For November 11th: "our imaginations are broken against the obstacle of a hideous arithmetic"




Another excerpt from Austin Farrer's sermon, 'The Villages of Heaven,'  preached in the Chapel of All Soul's, Oxford, 'not long after the war of 1939' 
Note the heavy irony at the beginning.....
"Your foundation in the days of superstition was to offer prayers and sacrifices for men fallen in the wars. How happy for you that reformation has relieved you of the burden, or your present commitments would be formidable. In those days the fallen in a war made up a company of persons able to be individually known. A village here, a village there would mourn a fallen soldier, and the priest would offer sacrifice for his repose. Now the lists are too much even to run one's eyes through, and our imaginations are broken against the obstacle of a hideous arithmetic, where no significant difference seems to be made by the addition of a nought or two to the right hand side of the row. And these men are to be mourned, if mourned, by cities, not villages; cities which can hold public parades and make gestures of homage, but can neither love nor know their dead. a general and somewhat spurious sentiment of respect has to do duty for the love of Christians to fellow Christians, and a sinner, gone to face his everlasting account by the road of sudden and violent death.
May they rest in peace, may light perpetual shine upon them, those millions for whom we cannot choose but pray; because prayer is a sharing in the love of the heart of God, and the love of God is earnestly set towards the salvation of his spiritual creatures by, through and out of the fire that purifies them...."

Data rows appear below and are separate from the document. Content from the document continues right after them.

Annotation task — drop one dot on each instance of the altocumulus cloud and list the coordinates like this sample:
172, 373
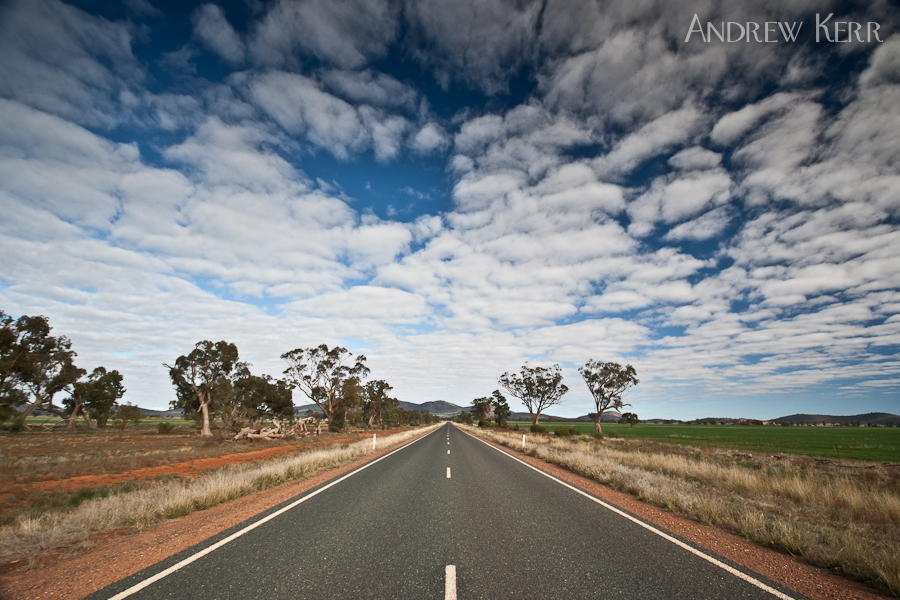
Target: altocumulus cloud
453, 188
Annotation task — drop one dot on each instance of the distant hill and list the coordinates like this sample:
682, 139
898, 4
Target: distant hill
607, 417
865, 419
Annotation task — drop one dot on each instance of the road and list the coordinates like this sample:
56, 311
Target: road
392, 528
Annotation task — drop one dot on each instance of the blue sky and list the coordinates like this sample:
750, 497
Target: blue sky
455, 188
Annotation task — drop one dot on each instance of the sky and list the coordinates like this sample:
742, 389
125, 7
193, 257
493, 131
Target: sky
456, 188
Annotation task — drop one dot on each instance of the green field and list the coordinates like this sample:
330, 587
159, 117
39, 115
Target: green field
858, 443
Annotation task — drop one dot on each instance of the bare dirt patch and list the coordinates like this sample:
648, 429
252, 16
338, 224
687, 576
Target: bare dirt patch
40, 470
106, 558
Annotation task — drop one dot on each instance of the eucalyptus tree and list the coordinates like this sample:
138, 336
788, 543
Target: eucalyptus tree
537, 388
501, 408
94, 397
257, 397
326, 376
481, 409
607, 381
41, 365
203, 378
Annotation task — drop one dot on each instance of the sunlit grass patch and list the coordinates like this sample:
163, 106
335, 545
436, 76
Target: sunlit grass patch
847, 519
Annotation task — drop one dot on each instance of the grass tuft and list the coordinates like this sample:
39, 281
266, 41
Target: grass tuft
843, 519
141, 506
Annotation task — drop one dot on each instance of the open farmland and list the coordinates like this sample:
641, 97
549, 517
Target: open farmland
56, 471
875, 444
830, 515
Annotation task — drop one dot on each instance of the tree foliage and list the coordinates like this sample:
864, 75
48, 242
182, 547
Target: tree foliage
537, 388
501, 408
327, 377
630, 418
481, 409
607, 381
203, 379
94, 397
377, 402
36, 364
260, 397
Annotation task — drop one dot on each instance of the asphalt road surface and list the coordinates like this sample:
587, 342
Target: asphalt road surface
446, 516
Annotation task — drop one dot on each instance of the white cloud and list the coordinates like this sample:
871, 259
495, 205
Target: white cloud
216, 33
431, 138
675, 198
368, 87
477, 43
346, 34
63, 61
657, 137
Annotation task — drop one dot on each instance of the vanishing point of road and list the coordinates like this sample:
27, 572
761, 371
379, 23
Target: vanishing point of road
445, 516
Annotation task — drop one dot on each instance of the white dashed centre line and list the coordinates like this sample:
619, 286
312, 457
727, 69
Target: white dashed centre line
450, 582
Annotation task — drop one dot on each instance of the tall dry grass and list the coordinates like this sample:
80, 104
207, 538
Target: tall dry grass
30, 536
840, 518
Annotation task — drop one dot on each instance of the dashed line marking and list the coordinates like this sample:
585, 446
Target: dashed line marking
659, 532
165, 573
450, 582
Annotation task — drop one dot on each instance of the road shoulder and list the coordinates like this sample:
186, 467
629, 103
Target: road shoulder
812, 582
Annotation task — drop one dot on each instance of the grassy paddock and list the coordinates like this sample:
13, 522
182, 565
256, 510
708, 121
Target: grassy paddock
875, 444
144, 505
847, 519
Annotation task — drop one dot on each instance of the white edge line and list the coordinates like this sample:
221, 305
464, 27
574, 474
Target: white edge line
165, 573
658, 532
450, 582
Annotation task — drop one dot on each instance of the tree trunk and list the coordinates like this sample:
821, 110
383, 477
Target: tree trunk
27, 411
87, 417
70, 420
205, 431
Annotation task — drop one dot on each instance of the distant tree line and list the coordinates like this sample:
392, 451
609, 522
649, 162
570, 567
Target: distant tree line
212, 382
539, 388
36, 368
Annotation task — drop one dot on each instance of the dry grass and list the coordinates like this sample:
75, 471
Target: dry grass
840, 518
154, 502
25, 458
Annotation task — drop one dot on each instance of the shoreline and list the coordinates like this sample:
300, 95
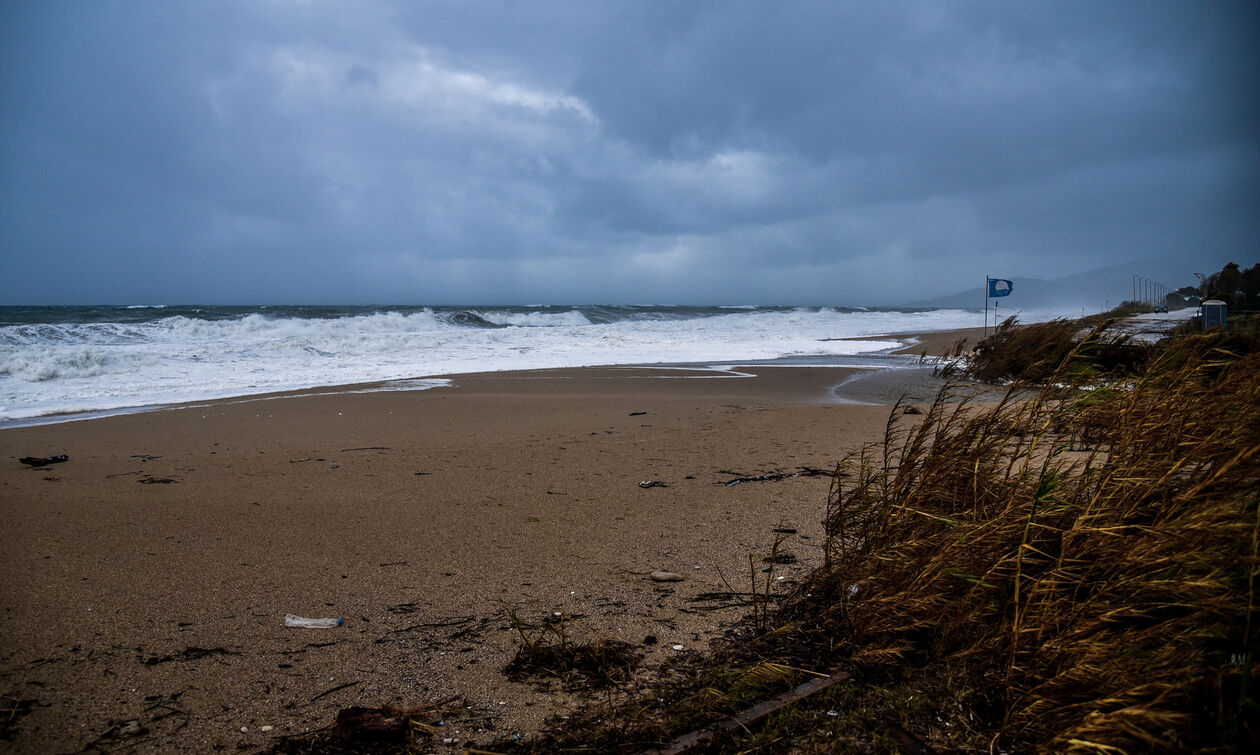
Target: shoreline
931, 344
153, 571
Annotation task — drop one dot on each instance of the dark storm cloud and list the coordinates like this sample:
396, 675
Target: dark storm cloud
701, 151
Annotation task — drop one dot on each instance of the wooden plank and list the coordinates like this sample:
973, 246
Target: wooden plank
749, 717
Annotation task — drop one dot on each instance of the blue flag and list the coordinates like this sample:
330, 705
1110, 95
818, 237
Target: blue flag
999, 288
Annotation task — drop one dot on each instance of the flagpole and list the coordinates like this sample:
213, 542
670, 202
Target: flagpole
985, 306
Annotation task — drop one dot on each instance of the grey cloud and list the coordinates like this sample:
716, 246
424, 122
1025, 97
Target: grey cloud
505, 151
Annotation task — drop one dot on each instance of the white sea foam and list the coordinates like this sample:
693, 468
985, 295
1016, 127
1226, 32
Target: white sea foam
57, 367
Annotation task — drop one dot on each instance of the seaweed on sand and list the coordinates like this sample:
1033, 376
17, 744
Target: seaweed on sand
992, 587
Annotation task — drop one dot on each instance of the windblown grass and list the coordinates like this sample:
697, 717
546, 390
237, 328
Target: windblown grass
1060, 570
1040, 351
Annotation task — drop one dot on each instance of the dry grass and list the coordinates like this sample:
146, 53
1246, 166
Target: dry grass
1040, 351
547, 653
1060, 570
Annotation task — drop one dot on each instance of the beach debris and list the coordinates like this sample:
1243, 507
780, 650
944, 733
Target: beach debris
801, 472
291, 620
11, 710
43, 460
780, 557
188, 653
332, 690
368, 730
755, 715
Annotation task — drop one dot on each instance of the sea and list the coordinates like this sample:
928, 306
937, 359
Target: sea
59, 363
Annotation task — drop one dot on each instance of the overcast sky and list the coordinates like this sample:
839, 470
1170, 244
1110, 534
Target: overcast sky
577, 151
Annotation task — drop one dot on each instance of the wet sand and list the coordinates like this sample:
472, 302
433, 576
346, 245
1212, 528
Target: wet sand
148, 577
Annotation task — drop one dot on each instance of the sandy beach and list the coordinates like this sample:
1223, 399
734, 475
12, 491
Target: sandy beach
148, 579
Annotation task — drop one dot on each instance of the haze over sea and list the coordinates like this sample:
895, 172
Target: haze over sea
57, 362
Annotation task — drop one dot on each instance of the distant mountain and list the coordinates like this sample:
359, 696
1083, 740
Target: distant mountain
1094, 291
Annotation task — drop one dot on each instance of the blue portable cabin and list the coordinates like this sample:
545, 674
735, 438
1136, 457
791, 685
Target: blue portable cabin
1212, 313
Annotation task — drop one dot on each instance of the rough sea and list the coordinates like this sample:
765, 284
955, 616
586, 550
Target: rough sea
58, 362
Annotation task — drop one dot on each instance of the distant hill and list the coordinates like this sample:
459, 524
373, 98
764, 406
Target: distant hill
1094, 290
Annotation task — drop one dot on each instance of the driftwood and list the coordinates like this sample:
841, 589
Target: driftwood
746, 719
43, 460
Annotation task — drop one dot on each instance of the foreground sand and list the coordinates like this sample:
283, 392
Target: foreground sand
148, 577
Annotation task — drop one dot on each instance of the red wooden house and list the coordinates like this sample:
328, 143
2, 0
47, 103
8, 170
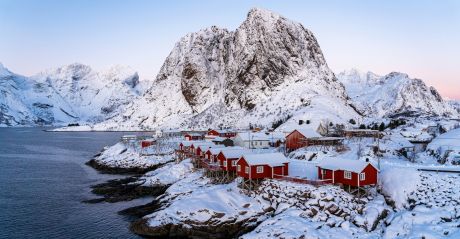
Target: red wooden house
185, 145
258, 166
211, 154
202, 149
299, 138
193, 136
227, 158
198, 147
224, 133
349, 172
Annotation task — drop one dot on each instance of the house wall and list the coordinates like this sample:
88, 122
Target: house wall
243, 164
371, 176
256, 144
327, 175
267, 172
213, 133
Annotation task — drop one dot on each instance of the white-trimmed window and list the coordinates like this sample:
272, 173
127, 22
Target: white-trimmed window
347, 174
260, 169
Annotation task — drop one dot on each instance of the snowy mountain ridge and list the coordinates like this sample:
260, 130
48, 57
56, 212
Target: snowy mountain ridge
269, 68
393, 94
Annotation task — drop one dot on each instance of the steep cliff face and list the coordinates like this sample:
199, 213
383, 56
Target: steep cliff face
70, 94
393, 94
268, 68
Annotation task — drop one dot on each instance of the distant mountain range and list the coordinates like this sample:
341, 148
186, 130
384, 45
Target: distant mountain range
269, 70
393, 94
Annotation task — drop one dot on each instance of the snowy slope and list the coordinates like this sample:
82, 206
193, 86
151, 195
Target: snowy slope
455, 104
393, 94
268, 68
73, 93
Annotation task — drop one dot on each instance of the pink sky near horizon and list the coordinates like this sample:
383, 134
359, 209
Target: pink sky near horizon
420, 38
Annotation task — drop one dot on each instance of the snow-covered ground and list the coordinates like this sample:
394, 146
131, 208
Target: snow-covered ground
126, 156
407, 203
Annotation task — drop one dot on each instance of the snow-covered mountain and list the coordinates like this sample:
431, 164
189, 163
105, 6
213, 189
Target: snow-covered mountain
393, 94
69, 94
455, 104
268, 69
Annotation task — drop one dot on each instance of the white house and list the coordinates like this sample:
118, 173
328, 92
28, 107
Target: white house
252, 140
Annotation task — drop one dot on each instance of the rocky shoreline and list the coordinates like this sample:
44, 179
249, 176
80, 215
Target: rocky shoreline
117, 170
125, 189
217, 230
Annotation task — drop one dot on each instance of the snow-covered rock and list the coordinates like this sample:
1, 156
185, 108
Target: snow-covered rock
269, 68
121, 156
393, 94
390, 180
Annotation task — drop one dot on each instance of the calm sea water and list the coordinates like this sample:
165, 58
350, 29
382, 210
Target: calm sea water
43, 180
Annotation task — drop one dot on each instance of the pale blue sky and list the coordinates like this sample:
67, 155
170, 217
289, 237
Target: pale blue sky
421, 38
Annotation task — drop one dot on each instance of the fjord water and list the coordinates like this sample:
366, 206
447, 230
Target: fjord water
43, 180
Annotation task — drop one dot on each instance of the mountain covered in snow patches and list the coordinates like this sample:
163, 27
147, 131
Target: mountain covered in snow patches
69, 94
268, 69
393, 94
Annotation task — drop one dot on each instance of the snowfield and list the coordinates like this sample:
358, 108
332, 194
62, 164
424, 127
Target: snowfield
123, 156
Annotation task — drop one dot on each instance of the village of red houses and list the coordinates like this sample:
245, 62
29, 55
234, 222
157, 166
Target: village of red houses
254, 155
372, 179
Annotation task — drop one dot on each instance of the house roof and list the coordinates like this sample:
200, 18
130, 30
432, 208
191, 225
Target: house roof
189, 143
222, 131
250, 136
356, 166
362, 130
218, 139
215, 150
204, 144
270, 159
230, 154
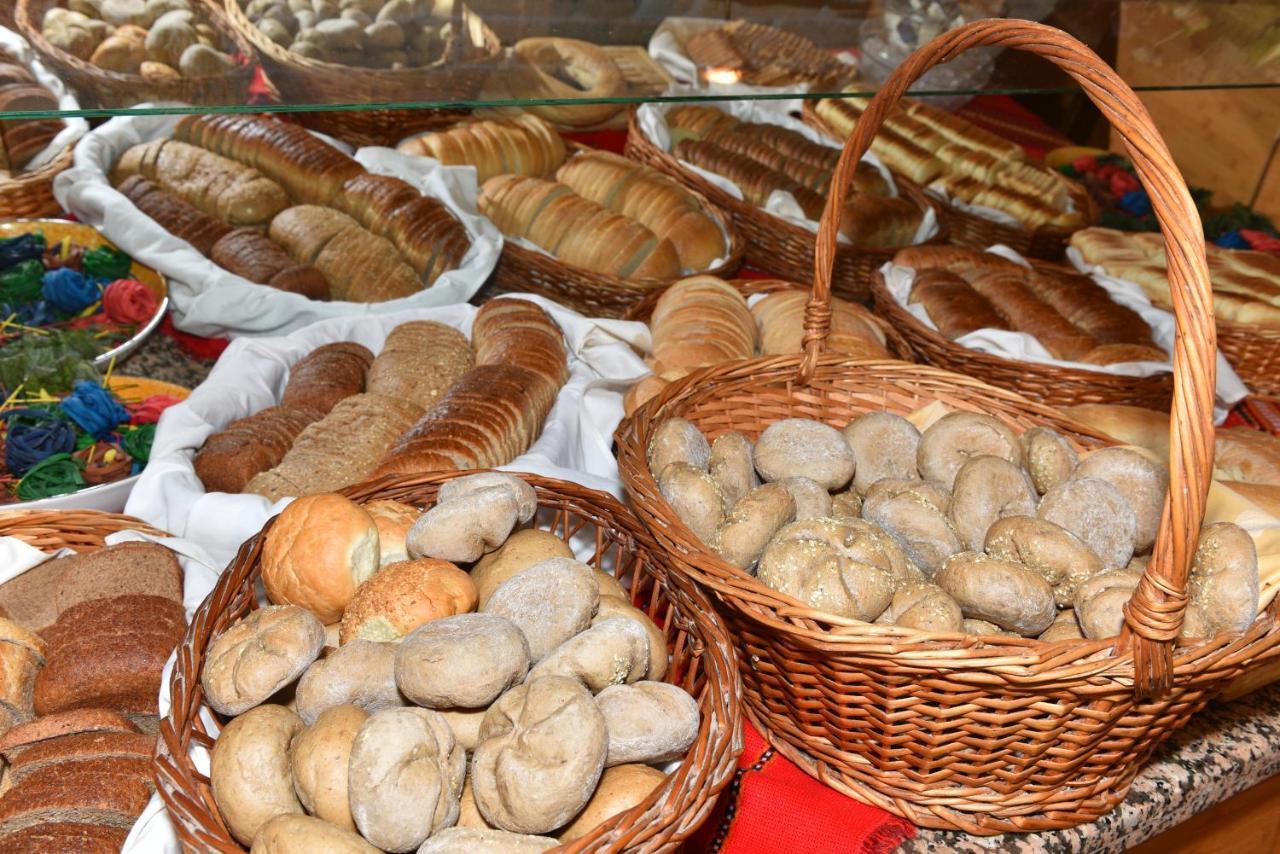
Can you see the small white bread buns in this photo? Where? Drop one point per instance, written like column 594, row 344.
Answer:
column 521, row 551
column 319, row 759
column 465, row 661
column 480, row 840
column 540, row 756
column 361, row 672
column 306, row 835
column 318, row 552
column 250, row 770
column 405, row 779
column 648, row 722
column 621, row 788
column 393, row 520
column 257, row 656
column 549, row 602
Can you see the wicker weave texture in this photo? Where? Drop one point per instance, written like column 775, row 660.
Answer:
column 702, row 662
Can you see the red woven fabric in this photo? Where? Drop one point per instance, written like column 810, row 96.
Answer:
column 775, row 807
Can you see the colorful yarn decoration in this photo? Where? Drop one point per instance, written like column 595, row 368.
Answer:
column 137, row 443
column 23, row 247
column 149, row 411
column 106, row 264
column 35, row 435
column 94, row 409
column 129, row 301
column 69, row 291
column 55, row 475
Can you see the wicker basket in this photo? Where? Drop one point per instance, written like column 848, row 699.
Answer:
column 1051, row 384
column 97, row 87
column 80, row 530
column 986, row 735
column 702, row 662
column 964, row 228
column 775, row 245
column 301, row 80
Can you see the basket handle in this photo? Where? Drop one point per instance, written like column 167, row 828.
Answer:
column 1153, row 616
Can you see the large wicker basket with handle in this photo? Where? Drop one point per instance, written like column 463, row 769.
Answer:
column 702, row 661
column 986, row 735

Ravel's Piano Concerto for the left hand: 
Andrei Gavrilov, the London Symphony Orchestra conducted by Simon Rattle

Tomorrow morning at our requiem mass we will be be praying for and remembering those from our own parishes who died in the two world wars of the last century, including the man thought to be the last British serviceman to die in the Great War, Able Seaman Richard Morgan, whose grave is in the churchyard at Holy Cross, Kilgwrrwg. [see here]

1 comment:

  1. Many thanks Father for the quote from Austin Farrer's sermon. Where are the preachers today who can in any way compare with the likes of him.